I am a very quiet person. Ever
since I was a child, I have kept my thoughts to myself. That has always been my
way. Too often, my nose has been pinned to the pages of countless books. Books
were my refuge when I did not care for the reality around me; with each page
that I turned, I sank deeper and deeper into worlds and stories that seemed so
much better than my own. One book would lead to another. Food was ignored, and so was sleep. If a book grabbed
me by the throat, I would not put it down until I had finished. As a child, I
was amazed by these worlds that these authors had created. I still am. Those
worlds were the reason why I picked up a pencil and began making my own.
When I talk, I don’t always know what to say and I stumble
and trip over my words. Soon after I discovered a love for books, I began to
write and I found that I could express myself so much better in so many ways.
If I write the wrong word, I can simply cross it out and replace it. Writing as
a child and a teenager soon became my refuge when I could not find the words to
speak. It seemed simpler to put words to paper then to pull them from my mouth
and give them sound. I began writing in notebooks where I emptied my thoughts,
my fears, my hopes, and my dreams. These notebooks also filled up with stories,
fragments, dreams, and my experiences and emotions. I held nothing back.
When I write, I write as honestly as I possibly can
regardless of whether I am writing fiction or not. I do not write as much as I wish
I did, like most people I have plenty of room for improvement. But I try. I
keep a notebook that I hand write in every so often. I do not hand write everything,
but there is something about the way scrawled words in ink fill the page that
appeals to me. If I am upset, I will free write until I calm down. It always
works; it does not make my problems go away, but writing about makes it easier
to handle.
I do not have a set writing regimen. I am terrible at
self-discipline and I am easily distracted. I love writing but I often let my
emotions and insecurities as an artist get in the way. I make excuses for myself
that I don’t have time for it, my idea is terrible, or that it is not worth it. When
I pick up my pen sometimes I am gripped by the fear that nothing I write
matters anyway, so why should I bother?
Perhaps
my pessimistic self will be right and I will never get anywhere with writing.

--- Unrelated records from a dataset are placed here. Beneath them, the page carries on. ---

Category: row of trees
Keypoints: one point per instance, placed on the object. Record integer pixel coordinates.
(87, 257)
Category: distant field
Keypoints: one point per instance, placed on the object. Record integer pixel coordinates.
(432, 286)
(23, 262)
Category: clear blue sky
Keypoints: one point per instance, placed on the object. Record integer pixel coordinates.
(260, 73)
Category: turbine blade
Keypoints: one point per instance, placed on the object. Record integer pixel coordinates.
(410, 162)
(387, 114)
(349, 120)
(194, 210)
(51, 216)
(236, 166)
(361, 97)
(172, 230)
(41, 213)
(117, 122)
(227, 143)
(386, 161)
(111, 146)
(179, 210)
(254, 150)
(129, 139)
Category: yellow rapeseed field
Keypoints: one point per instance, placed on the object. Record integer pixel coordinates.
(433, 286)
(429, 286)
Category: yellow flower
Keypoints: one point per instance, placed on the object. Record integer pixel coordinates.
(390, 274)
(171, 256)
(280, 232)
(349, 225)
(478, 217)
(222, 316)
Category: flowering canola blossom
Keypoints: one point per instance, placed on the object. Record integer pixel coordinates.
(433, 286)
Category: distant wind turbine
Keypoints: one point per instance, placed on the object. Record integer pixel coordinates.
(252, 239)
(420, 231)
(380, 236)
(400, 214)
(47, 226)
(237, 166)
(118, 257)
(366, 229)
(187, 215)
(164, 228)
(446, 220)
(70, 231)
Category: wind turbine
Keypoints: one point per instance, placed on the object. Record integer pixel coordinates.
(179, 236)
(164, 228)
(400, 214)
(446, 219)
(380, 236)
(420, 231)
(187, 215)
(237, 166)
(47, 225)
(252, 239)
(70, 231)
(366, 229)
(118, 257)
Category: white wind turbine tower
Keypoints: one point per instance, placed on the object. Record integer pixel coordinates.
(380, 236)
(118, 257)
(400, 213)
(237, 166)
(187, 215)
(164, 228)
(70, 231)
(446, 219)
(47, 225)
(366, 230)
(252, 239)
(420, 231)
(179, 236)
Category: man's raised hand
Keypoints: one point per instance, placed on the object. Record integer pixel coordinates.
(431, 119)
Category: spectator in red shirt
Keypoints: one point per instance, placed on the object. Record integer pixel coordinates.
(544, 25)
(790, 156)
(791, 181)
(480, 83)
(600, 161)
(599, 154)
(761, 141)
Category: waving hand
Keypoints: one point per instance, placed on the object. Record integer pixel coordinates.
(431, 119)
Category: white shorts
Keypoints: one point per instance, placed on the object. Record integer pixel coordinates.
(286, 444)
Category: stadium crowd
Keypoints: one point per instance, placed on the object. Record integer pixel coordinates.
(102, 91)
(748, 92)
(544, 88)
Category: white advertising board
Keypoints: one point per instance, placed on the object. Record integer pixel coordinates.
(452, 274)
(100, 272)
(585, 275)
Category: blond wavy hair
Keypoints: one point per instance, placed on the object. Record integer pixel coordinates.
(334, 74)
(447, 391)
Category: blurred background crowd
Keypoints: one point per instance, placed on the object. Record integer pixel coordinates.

But I have to remind myself that that is not the reason why I write. I write
because it is my refuge, I find solace in words when this world becomes too
much. I am a writer whether I publish or not. With this class, I hope to learn
discipline, to improve my writing regimen, and to see if I have what it takes
to keep up.
I liked this: If I am upset, I will free write until I calm down. It always works; it does not make my problems go away, but writing about makes it easier to handle.